I urge government in conjunction with RTSA to come up with other alternatives to curb accidents. Let us provide a conducive environment for buses and lager vehicles to operate safely, for example road markings, our roads are good but most of them do not have sufficient road markings, simple lines that can save lives, often times the busses that get into accidents fail to negotiate curves due to the fact that they are not visible. Street lights at the entrance of each town, city or boma to improve visibility at night, another idea could be to enforce a law that each bus must have 2 or 3 drivers per route as to decrease tiredness when driving, the minister of transport should implore operators to have extra drivers and enforce stiff zero tolerance to alcohol. Once all these avenues have been exhausted, only then can this decision be justified. But for as long as the government is also being negligent, this decision remains a burden on the common Zambian.
On the part of trucks being banned too, this is not good for the economy because as things stand we rely on the roads to deliver goods from point A to B, for example delivering maize on behalf of FRA demands for good time in order to finish the orders on time, if the order exceeds its designated time frame that means the transporter loses out on millions of kwacha once tabulated.

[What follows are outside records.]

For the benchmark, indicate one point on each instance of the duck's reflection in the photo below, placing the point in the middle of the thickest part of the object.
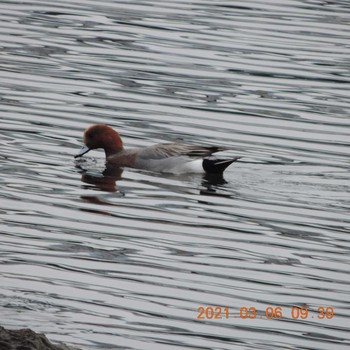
(107, 181)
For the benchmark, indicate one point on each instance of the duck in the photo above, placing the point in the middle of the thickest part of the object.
(173, 158)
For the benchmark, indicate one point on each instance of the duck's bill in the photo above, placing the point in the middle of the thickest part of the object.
(82, 151)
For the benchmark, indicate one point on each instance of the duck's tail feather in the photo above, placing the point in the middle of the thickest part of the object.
(217, 166)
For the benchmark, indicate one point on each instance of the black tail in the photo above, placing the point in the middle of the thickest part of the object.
(217, 166)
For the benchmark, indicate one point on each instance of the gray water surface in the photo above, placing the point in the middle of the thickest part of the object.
(125, 260)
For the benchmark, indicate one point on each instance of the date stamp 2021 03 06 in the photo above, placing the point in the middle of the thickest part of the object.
(269, 313)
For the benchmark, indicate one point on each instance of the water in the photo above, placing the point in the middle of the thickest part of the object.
(125, 260)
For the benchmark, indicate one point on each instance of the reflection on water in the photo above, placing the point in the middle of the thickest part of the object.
(105, 258)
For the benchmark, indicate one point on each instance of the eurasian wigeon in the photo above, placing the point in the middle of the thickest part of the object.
(165, 157)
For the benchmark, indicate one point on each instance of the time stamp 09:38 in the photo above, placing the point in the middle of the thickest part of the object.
(270, 313)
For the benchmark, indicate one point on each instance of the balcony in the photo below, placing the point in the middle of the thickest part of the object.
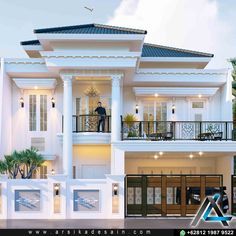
(178, 130)
(89, 123)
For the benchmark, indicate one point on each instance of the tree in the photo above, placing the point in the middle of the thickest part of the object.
(13, 163)
(30, 160)
(3, 167)
(24, 162)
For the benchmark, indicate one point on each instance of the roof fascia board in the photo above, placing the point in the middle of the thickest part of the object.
(110, 37)
(173, 91)
(175, 59)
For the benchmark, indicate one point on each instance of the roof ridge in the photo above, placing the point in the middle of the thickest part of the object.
(120, 28)
(63, 27)
(29, 42)
(90, 25)
(180, 49)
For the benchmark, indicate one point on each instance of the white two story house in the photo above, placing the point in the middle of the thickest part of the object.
(167, 133)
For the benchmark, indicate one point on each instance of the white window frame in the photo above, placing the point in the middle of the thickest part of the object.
(38, 118)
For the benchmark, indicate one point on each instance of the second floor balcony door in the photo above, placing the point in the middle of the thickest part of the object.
(85, 111)
(154, 113)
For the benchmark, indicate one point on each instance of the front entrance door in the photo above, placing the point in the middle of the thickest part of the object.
(164, 195)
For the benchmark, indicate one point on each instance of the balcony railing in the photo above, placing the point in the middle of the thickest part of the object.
(89, 123)
(178, 130)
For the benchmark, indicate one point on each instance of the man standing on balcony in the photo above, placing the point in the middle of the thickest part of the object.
(102, 116)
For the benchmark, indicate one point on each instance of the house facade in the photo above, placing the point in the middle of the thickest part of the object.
(168, 129)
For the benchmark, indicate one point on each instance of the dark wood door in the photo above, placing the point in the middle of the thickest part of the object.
(164, 195)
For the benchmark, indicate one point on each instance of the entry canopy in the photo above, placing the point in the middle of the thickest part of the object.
(35, 83)
(174, 91)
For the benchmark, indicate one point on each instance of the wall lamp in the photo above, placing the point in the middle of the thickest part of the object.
(53, 102)
(22, 102)
(115, 189)
(136, 108)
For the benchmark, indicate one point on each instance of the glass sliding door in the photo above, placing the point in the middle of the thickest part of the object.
(154, 113)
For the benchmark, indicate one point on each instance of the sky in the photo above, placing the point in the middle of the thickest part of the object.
(203, 25)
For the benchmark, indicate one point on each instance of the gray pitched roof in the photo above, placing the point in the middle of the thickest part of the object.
(90, 29)
(153, 50)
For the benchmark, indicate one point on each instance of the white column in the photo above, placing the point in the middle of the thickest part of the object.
(117, 161)
(115, 106)
(226, 99)
(67, 125)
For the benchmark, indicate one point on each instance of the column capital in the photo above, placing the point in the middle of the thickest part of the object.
(66, 77)
(115, 79)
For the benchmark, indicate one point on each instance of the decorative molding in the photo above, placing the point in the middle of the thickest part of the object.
(177, 59)
(30, 83)
(88, 138)
(79, 54)
(91, 73)
(182, 72)
(176, 146)
(174, 91)
(116, 78)
(26, 61)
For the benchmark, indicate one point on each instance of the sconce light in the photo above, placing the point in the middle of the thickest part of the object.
(56, 188)
(53, 102)
(115, 189)
(22, 102)
(136, 108)
(173, 109)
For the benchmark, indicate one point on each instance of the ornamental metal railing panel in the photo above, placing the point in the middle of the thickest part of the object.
(178, 130)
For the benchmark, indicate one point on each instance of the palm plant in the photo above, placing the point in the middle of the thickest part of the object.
(3, 167)
(30, 160)
(130, 120)
(13, 163)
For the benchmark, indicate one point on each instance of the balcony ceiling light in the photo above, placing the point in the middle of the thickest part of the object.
(155, 156)
(91, 92)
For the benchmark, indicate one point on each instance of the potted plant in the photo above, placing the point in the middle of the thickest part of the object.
(129, 120)
(14, 164)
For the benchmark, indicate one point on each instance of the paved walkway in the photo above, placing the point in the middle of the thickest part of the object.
(130, 223)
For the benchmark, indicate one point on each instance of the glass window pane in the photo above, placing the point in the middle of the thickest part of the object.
(32, 112)
(43, 112)
(197, 105)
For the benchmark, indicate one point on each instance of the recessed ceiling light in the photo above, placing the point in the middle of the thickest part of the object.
(155, 156)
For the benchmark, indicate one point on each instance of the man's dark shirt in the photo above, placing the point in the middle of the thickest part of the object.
(101, 111)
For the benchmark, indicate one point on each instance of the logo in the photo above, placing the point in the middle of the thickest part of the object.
(206, 208)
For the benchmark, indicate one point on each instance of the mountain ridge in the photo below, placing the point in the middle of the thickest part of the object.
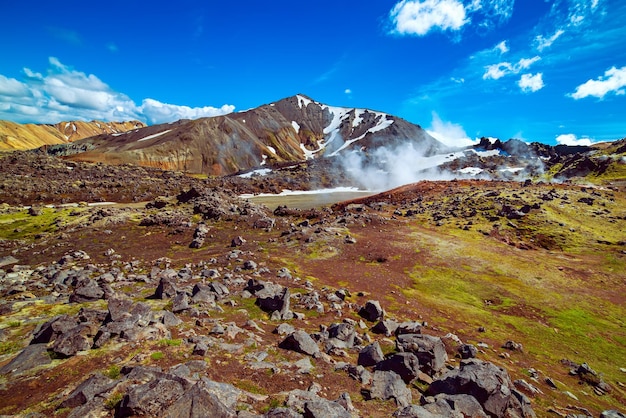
(292, 129)
(15, 136)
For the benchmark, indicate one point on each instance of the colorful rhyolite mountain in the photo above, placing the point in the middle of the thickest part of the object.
(15, 136)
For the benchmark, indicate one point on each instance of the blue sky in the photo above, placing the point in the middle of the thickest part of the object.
(552, 71)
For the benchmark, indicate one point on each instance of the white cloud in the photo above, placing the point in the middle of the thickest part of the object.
(157, 112)
(448, 133)
(66, 94)
(12, 87)
(497, 71)
(531, 83)
(543, 43)
(571, 139)
(502, 47)
(613, 81)
(420, 17)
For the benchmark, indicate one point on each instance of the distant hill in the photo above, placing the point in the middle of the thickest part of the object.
(15, 136)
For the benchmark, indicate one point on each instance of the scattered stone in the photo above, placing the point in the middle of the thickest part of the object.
(249, 265)
(323, 408)
(527, 387)
(199, 401)
(238, 241)
(304, 365)
(489, 384)
(467, 351)
(153, 397)
(404, 364)
(551, 383)
(30, 357)
(389, 385)
(411, 327)
(8, 260)
(301, 342)
(387, 327)
(284, 329)
(88, 389)
(180, 302)
(166, 288)
(612, 414)
(513, 346)
(87, 290)
(430, 350)
(372, 311)
(370, 355)
(199, 235)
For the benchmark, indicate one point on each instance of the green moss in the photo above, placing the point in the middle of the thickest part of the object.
(167, 342)
(113, 372)
(249, 386)
(9, 347)
(113, 401)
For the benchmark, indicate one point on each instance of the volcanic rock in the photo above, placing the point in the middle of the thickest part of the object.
(489, 384)
(301, 342)
(389, 385)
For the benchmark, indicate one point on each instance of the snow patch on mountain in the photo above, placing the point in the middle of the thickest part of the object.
(473, 171)
(303, 101)
(259, 172)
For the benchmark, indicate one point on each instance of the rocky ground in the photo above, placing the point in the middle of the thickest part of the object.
(462, 298)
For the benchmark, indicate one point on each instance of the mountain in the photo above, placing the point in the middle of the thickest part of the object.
(15, 136)
(293, 129)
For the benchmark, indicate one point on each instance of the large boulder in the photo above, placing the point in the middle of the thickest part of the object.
(489, 384)
(166, 288)
(199, 402)
(430, 350)
(372, 311)
(370, 355)
(323, 408)
(30, 357)
(340, 336)
(301, 342)
(389, 385)
(95, 385)
(153, 397)
(87, 290)
(404, 364)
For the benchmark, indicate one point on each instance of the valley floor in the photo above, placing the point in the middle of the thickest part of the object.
(532, 275)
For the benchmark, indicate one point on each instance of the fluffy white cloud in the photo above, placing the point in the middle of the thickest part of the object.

That is money lost which can be spent and used to improve our fiscal landscape, the ban would mean that Copper would take 8 days to be delivered to another country as a pose to 2 or 3 days, time is an important component in business and I strongly believe this would have an adverse effect on the economic outlook of our beloved country, not forgetting that we are landlocked and a 3rd world country at the same time, so business is already hard enough without the one way we have to transport being delayed also.
In conclusion I am a pro PF person but I will continue to be a voice for the voiceless where I feel that the public is being hard done by. Take my concern seriously and know that it’s is on behalf of the common Zambian that does not have a loud enough voice to air out their grievances. I know that our president is a listening president and he will re consider this decision for the good of our country.